GoogleCloudPlatform/DataflowPythonSDK

Install package for workers

dovy opened this issue · 4 comments

dovy commented

I'm running everything locally as I want with the dataflow runner (using the new Apache Beam SDK). I'm using sqlalchemy, a popular ORM.

As I deploy to Dataflow using the DataflowPipelineRunner, I get the following:

No module named sqlalchemy.sql

I've tried running dataflow in and out of a pyenv. I've also set a requirements.txt. Nothing else is broken except for this. Meaning all other packages seem to work as expected.

Any ideas?

Full error:
An exception was raised when trying to execute the work item <BatchWorkItem s01 steps=Writing to RDS/WriteImpl/initialize_write-in0/Read+Writing to RDS/WriteImpl/initialize_write+Writing to RDS/WriteImpl/initialize_write-out0/Write 166444193180234443> : Traceback (most recent call last): File "/usr/local/lib/python2.7/dist-packages/dataflow_worker/batchworker.py", line 474, in do_work work_executor.execute() File "dataflow_worker/executor.py", line 909, in dataflow_worker.executor.MapTaskExecutor.execute (dataflow_worker/executor.c:24411) op.start() File "dataflow_worker/executor.py", line 473, in dataflow_worker.executor.DoOperation.start (dataflow_worker/executor.c:14273) def start(self): File "dataflow_worker/executor.py", line 478, in dataflow_worker.executor.DoOperation.start (dataflow_worker/executor.c:13554) pickler.loads(self.spec.serialized_fn)) File "/usr/local/lib/python2.7/dist-packages/apache_beam/internal/pickler.py", line 198, in loads return dill.loads(base64.b64decode(s)) File "/usr/local/lib/python2.7/dist-packages/dill/dill.py", line 260, in loads return load(file) File "/usr/local/lib/python2.7/dist-packages/dill/dill.py", line 250, in load obj = pik.load() File "/usr/lib/python2.7/pickle.py", line 858, in load dispatch[key](self) File "/usr/lib/python2.7/pickle.py", line 1133, in load_reduce value = func(*args) File "/usr/local/lib/python2.7/dist-packages/dill/dill.py", line 726, in _import_module return getattr(__import__(module, None, None, [obj]), obj) ImportError: No module named sqlalchemy.sql

Could you look at the worker logs?

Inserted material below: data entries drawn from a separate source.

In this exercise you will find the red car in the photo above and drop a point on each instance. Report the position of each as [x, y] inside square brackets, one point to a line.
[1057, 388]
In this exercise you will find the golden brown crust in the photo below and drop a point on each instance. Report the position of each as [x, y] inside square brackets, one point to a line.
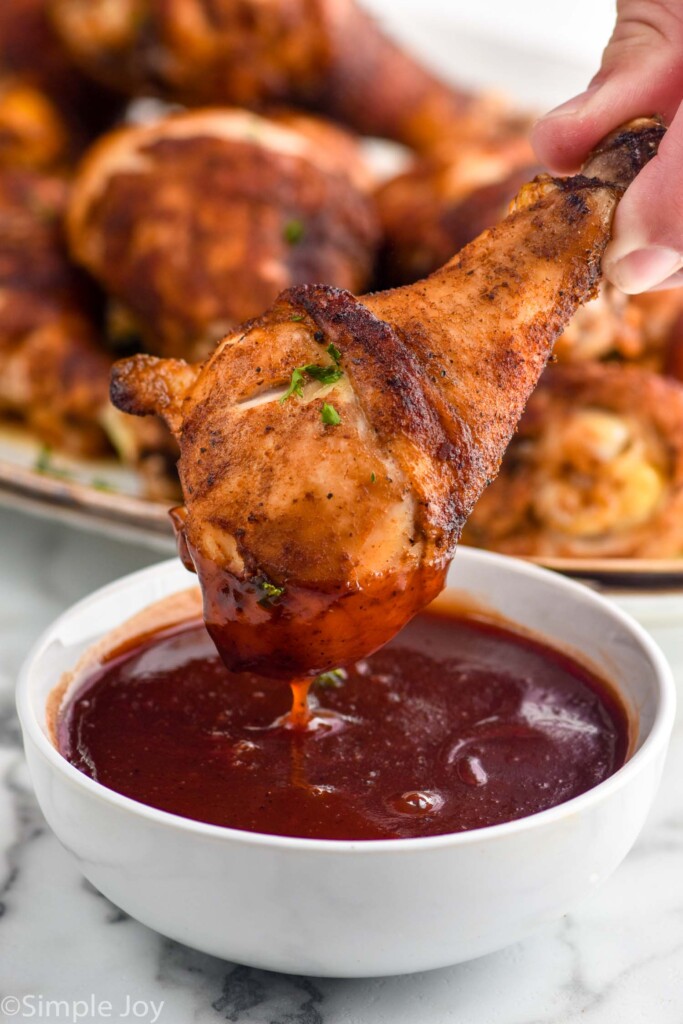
[197, 223]
[595, 469]
[328, 55]
[53, 375]
[316, 538]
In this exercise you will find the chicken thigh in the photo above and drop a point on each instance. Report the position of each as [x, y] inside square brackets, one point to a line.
[332, 450]
[197, 222]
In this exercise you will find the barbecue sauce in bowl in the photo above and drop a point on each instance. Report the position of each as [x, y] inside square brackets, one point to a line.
[456, 724]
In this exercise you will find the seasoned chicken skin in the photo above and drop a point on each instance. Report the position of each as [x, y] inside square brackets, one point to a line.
[52, 373]
[595, 470]
[327, 55]
[197, 222]
[332, 450]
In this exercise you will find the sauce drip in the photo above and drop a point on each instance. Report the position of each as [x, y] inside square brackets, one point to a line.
[456, 724]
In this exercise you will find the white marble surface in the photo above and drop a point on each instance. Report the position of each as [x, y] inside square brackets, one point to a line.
[616, 961]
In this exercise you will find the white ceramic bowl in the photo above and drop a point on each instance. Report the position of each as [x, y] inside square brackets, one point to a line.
[352, 908]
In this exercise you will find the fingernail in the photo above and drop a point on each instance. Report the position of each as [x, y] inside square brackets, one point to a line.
[572, 105]
[643, 268]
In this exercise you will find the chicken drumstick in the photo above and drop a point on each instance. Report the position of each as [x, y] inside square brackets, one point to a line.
[332, 450]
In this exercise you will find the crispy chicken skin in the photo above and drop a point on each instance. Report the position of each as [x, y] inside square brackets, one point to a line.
[327, 55]
[197, 222]
[595, 470]
[315, 540]
[48, 109]
[437, 206]
[52, 374]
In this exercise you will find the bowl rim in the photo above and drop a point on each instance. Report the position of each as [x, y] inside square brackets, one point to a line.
[652, 745]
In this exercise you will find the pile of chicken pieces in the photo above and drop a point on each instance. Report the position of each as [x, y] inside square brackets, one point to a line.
[131, 224]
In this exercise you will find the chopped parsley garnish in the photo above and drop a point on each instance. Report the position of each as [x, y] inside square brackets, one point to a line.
[331, 680]
[296, 385]
[293, 232]
[331, 417]
[325, 375]
[334, 352]
[269, 593]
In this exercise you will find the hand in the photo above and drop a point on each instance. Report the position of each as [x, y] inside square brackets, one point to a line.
[641, 74]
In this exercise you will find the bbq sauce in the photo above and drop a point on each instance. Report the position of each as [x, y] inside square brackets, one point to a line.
[454, 725]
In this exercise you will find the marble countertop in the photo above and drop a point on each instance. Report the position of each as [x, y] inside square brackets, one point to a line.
[616, 961]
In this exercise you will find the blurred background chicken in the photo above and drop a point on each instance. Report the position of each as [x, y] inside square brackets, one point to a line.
[53, 373]
[196, 222]
[48, 109]
[438, 205]
[595, 469]
[326, 55]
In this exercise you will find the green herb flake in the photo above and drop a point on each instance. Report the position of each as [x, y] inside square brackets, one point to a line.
[296, 385]
[331, 417]
[270, 594]
[325, 375]
[331, 680]
[44, 464]
[293, 232]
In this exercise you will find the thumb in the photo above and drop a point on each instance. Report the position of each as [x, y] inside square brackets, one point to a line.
[647, 233]
[641, 75]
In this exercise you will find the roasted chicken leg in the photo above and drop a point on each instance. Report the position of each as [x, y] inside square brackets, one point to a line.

Do you see your package being installed as expected?

dovy commented

@aaltay I sent you an email. It seems like now that I have everything properly structured we have a crash on our pip install command. I would so prefer to run pip install -r requirements.txt than specify manually in REQUIRED_PACKAGES within my setup.py.

However, if this is not possible, how do I specify the versions within REQUIRED_PACKAGES? == doesn't seem to be working.

Oh how I wish the local runner would perform the same. Waiting for a spinup of dataflow slows down this debug process something fierce.

@dovy was your idea to use sqlalchemy together with Cloud SQL? If so, did you get it up and running?

I remember @dovy's issue was resolved. Closing this. Please re-open if there are additional questions on the original issue.